I'd suggest to drop the DSL, at the end of the day, a good old class with a constructor stored in a constant is much more more transparent:

    class PaymentService
      STRIPE_CIRCUIT = BreakerMachines::Circuit.new(
        threshold: { failures: 3, within: 1.minute },
        reset_after: 30.seconds,
        fallback: ->{ { error: "Payment queued for later" } }
      )

      def charge(amount)
        STRIPE_CIRCUIT.wrap do
          Stripe::Charge.create(amount: amount)
        end
      end
    end

Just my 2 cents though.
I’m usually weary of long readmes with too much styling as that indicates to me a high likelihood that they were written by ai and the author might not have even read all of it. The use of generic ai images also gives a bad impression - for example, there’s an image captioned “The green lines?
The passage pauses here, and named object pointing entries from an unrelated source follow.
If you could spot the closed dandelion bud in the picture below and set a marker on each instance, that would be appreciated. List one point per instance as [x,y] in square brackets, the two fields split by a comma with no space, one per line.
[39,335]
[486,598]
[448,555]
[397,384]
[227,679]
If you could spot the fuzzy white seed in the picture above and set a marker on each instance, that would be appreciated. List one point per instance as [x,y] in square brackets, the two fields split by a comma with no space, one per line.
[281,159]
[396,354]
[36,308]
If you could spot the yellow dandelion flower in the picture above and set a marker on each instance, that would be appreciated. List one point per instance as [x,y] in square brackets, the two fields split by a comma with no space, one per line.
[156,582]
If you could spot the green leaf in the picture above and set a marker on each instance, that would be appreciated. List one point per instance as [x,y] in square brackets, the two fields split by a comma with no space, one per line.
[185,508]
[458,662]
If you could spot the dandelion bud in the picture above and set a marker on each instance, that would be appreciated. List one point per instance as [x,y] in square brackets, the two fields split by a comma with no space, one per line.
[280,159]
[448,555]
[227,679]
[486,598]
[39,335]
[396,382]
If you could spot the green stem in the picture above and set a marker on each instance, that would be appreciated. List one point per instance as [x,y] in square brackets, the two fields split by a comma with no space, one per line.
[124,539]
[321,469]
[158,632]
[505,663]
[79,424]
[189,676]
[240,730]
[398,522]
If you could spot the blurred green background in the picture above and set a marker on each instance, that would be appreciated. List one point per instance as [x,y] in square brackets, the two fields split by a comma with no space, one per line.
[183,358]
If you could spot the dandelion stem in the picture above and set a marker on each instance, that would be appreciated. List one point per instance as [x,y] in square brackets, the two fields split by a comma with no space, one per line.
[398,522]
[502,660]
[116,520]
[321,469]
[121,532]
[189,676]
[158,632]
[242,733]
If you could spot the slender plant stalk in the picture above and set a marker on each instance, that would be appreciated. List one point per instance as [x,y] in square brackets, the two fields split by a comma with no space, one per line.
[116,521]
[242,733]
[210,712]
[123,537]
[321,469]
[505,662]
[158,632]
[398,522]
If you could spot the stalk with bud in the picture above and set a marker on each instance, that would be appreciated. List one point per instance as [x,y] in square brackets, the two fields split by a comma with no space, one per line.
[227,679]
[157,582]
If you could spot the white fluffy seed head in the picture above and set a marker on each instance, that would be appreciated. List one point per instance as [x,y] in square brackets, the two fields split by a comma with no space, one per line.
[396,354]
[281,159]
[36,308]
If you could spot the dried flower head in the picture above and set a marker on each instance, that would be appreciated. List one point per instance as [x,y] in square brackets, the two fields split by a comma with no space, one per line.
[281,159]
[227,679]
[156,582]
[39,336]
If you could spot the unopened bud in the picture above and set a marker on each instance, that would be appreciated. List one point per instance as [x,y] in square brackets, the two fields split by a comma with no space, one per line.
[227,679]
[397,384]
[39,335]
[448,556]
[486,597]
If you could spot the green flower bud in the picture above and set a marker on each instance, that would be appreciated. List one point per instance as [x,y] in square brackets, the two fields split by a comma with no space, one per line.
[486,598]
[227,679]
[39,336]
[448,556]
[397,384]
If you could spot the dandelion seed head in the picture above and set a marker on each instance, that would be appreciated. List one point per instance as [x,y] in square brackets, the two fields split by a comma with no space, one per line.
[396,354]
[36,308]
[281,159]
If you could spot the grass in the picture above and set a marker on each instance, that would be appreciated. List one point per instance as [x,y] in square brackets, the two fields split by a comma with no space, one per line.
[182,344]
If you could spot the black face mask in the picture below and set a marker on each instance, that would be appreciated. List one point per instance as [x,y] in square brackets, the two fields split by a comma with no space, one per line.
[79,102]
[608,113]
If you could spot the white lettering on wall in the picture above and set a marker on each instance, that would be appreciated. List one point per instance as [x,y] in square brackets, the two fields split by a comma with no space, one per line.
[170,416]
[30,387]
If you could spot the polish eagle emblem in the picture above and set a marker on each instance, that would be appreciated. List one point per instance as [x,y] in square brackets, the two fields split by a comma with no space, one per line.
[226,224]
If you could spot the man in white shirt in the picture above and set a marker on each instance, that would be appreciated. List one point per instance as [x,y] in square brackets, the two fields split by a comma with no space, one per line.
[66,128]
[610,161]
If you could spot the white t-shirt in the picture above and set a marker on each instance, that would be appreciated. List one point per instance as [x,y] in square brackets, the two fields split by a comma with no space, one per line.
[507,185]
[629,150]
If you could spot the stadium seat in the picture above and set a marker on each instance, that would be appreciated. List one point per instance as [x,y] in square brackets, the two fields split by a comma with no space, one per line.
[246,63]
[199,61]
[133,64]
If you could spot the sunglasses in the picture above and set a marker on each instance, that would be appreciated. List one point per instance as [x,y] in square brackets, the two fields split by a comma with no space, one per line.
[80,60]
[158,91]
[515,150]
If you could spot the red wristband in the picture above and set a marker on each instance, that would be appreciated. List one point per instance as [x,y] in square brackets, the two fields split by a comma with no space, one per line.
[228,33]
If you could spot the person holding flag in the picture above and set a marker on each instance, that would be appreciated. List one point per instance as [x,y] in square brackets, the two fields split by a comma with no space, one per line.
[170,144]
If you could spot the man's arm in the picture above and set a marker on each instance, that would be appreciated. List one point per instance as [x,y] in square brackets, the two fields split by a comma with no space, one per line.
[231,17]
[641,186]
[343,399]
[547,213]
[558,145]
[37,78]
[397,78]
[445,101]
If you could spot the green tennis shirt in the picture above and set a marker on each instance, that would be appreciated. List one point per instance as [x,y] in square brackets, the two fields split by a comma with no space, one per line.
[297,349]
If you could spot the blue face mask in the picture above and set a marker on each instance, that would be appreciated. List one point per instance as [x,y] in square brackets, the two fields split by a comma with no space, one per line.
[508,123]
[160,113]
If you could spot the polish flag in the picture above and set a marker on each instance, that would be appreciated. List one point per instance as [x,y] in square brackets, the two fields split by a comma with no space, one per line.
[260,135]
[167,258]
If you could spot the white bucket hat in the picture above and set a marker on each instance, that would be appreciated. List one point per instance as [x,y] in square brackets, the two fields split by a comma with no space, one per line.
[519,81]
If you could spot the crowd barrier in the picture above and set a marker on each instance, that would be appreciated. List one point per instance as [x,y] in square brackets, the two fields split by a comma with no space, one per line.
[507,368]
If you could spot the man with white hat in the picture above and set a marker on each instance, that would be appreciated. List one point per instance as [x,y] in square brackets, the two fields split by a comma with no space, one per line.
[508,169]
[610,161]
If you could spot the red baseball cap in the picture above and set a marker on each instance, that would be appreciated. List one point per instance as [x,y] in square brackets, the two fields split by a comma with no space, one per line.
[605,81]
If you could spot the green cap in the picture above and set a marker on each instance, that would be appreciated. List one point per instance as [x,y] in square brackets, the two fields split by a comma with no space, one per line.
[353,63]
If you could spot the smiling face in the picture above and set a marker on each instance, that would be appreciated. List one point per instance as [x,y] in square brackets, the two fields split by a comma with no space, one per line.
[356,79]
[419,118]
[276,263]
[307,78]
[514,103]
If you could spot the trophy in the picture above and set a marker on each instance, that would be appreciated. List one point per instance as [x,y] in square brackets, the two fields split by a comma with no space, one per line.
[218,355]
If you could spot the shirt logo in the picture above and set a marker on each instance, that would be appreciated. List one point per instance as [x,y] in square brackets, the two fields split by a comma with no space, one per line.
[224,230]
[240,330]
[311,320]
Those are your CPU cycles escaping.” without anything green pictured.

I’m not saying your gem is bad. It’s nice to se an attempt at a circuit breaker that is based on the state machines gem, I will certainly look into the actual code if I have a need for it in the future.

Just wanted to give you this bit of feedback about maybe cutting down on length and loosing the ai images in the readme as I think it might be a turnoff for others as well.

Reading this I expected the README to be unreadable, filled with images and emojis, but found them to be very detailed with lots of code examples (Which I often miss in Gems) and explanations which was obviously a lot of work to do. Thanks for that!

PS: Speaking of "bit of feedback" for the parent commenter, it's losing not loosing.

I'm sure I saw this gem posted a few days ago (maybe not on HN?) and at the time all the docs were in one mahoosive README.

I think it's a massive improvement that it's been broken down into chapters in a docs folder. I can take or leave the writing style but do miss the old whimsy of _why and his poignant guide to ruby. The examples are great and quite thorough.

(comment deleted)
I've generally found token bucket retries a lot better than circuit breakers which by nature are very bi-modal, sending no requests then floods of requests in higher scale systems. This can cause issues with memory and garbage collection when it's flapping on the order of milliseconds to seconds, and cause isues with load balancers and autoscaling when operating on the order of minutes. Token Buckets tend to dial the pressue up and down more smoothly. It's like the difference between an old fashioned thermostat and a PID loop for controlling a temperature setpoint.
> Welcome to April 2005—when Git was born, branches were just master, and nobody cared about your pronouns.

JFC, whatever happened to "Matz is nice, so we are nice"?